Notes from Reporter Brian Calvert

I got the idea for this story in the summer of 2005, when I worked as a roustabout in the gas fields of Wyoming, outside my hometown. A roustabout company fills construction needs before and after a drilling rig goes up. I noticed that the hours were long and the work was hard, but there wasn't that much for these guys to do on their time off. Many of them were alone and away from their families for extended periods of time. Some of the workers lived in tents, some of them in campers, and some of them in pre-made little towns called "man camps."

Their presence—and the boom in general—was adding significant pressures to Pinedale, especially an influx of drugs. In addition, there's a general lifestyle that goes along with this work, and the men and women in the gas fields—or what they call "the patch"—have a reputation for being rowdy and enjoying a fight with each other now and again. My own father claims to have a scar on his head from a beer-bottle beating he took a long time ago when a fight erupted between some gas field workers when I was a young boy.

So I started wondering what exactly these guys did with their time off, and how it affected the town.

I wanted to look at the lives of these workers through karaoke songs they sang at a pretty iconic bar for the area. The World Famous Corral Bar is a bit of an icon in the area, with the standard lonesome pool table in one corner, a pine bar and seats.

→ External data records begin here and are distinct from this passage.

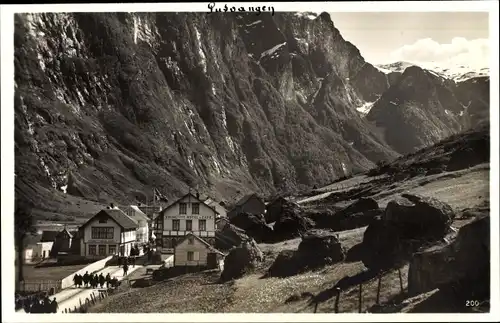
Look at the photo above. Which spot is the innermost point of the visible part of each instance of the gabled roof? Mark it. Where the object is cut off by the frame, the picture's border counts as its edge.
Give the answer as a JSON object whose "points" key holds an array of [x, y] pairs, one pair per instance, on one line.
{"points": [[116, 215], [245, 199], [49, 236], [224, 218], [65, 231], [194, 197], [208, 245], [137, 214]]}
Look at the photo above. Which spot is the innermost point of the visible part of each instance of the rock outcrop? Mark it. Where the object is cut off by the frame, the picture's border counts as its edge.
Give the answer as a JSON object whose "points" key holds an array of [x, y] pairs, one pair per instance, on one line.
{"points": [[358, 214], [317, 249], [467, 257], [418, 111], [254, 226], [229, 237], [108, 105], [291, 225], [407, 224], [241, 260]]}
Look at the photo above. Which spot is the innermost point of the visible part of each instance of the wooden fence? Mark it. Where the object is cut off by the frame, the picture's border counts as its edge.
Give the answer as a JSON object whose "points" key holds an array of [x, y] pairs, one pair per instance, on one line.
{"points": [[40, 285], [85, 304], [338, 292]]}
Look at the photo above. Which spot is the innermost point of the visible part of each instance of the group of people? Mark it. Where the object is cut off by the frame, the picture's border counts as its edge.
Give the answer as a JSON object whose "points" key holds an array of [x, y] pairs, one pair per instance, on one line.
{"points": [[94, 280], [37, 303]]}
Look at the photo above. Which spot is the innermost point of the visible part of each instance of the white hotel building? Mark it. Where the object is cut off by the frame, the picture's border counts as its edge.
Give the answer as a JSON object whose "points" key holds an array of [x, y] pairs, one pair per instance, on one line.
{"points": [[186, 215]]}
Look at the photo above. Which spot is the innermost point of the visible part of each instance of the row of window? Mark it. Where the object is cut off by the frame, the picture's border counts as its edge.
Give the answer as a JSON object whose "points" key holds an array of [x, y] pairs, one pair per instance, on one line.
{"points": [[193, 256], [176, 225], [100, 250], [195, 208], [104, 233]]}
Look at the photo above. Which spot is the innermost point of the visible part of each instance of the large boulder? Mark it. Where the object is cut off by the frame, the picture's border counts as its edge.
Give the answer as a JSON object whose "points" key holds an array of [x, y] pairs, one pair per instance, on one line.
{"points": [[280, 207], [229, 237], [424, 216], [291, 225], [317, 249], [358, 214], [254, 225], [241, 260], [408, 223], [360, 206], [464, 258], [284, 265]]}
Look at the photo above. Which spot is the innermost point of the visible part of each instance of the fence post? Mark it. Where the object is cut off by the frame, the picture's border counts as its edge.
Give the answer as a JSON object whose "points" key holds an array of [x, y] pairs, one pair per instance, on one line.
{"points": [[378, 288], [360, 297], [337, 298], [400, 280]]}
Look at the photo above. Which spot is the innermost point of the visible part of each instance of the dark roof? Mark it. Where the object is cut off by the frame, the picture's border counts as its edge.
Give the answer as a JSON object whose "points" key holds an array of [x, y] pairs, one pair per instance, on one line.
{"points": [[48, 236], [177, 201], [118, 216], [208, 245], [65, 231], [245, 199]]}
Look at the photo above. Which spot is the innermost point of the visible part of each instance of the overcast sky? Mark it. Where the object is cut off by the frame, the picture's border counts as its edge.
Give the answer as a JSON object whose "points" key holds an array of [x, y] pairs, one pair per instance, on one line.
{"points": [[384, 37]]}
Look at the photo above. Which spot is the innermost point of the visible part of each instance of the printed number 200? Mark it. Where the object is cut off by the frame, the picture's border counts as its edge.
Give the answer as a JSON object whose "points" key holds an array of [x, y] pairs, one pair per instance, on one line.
{"points": [[472, 303]]}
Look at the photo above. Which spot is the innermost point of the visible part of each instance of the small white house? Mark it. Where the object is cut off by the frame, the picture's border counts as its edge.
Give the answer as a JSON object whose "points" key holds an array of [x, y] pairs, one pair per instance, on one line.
{"points": [[109, 232], [186, 215], [194, 251], [38, 251]]}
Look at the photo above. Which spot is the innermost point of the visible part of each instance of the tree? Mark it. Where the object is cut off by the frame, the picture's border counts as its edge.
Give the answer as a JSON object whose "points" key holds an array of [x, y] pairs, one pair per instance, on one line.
{"points": [[24, 226]]}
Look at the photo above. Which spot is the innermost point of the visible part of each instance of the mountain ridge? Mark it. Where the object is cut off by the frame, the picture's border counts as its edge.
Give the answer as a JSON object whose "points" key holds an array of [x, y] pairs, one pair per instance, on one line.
{"points": [[108, 105]]}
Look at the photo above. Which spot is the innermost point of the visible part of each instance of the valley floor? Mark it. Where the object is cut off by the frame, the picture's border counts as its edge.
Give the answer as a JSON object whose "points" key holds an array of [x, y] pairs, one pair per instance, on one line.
{"points": [[200, 292]]}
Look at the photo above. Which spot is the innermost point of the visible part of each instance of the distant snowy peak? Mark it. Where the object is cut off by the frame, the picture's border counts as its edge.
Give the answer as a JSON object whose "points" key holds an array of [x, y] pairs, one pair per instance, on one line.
{"points": [[458, 73]]}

Generally, the Corral is full of these workers. They're a loud and jeering bunch, but they took to me and my recorder well, and only one of the guys said he felt sorry for me for being a journalist. ("You put your nose in other people's business, but never mind your own," was his assessment of the profession.) They sang songs I thought they might, like Willie Nelson's "Always on My Mind" and Kris Kristofferson's "Sunday Morning Coming Down." And they surprised me with a few songs, like "Summer Loving," from "Grease," though I suspect that was one guy trying to impress some ladies in the bar.

One surprise that didn't make the broadcast was that golf was the hobby of choice for some of these guys. At karaoke night, I heard tattooed, rough-and-tumble workers in sleeveless T-shirts discussing their short game. I spent one morning and 18 holes with a guy about my age who had grown up in a small, neighboring town and became one of the most important managers out in the patch. He had a great attitude about the whole thing and knew that a lot of people wouldn't have been able to find work without the boom. He also had a decent short game.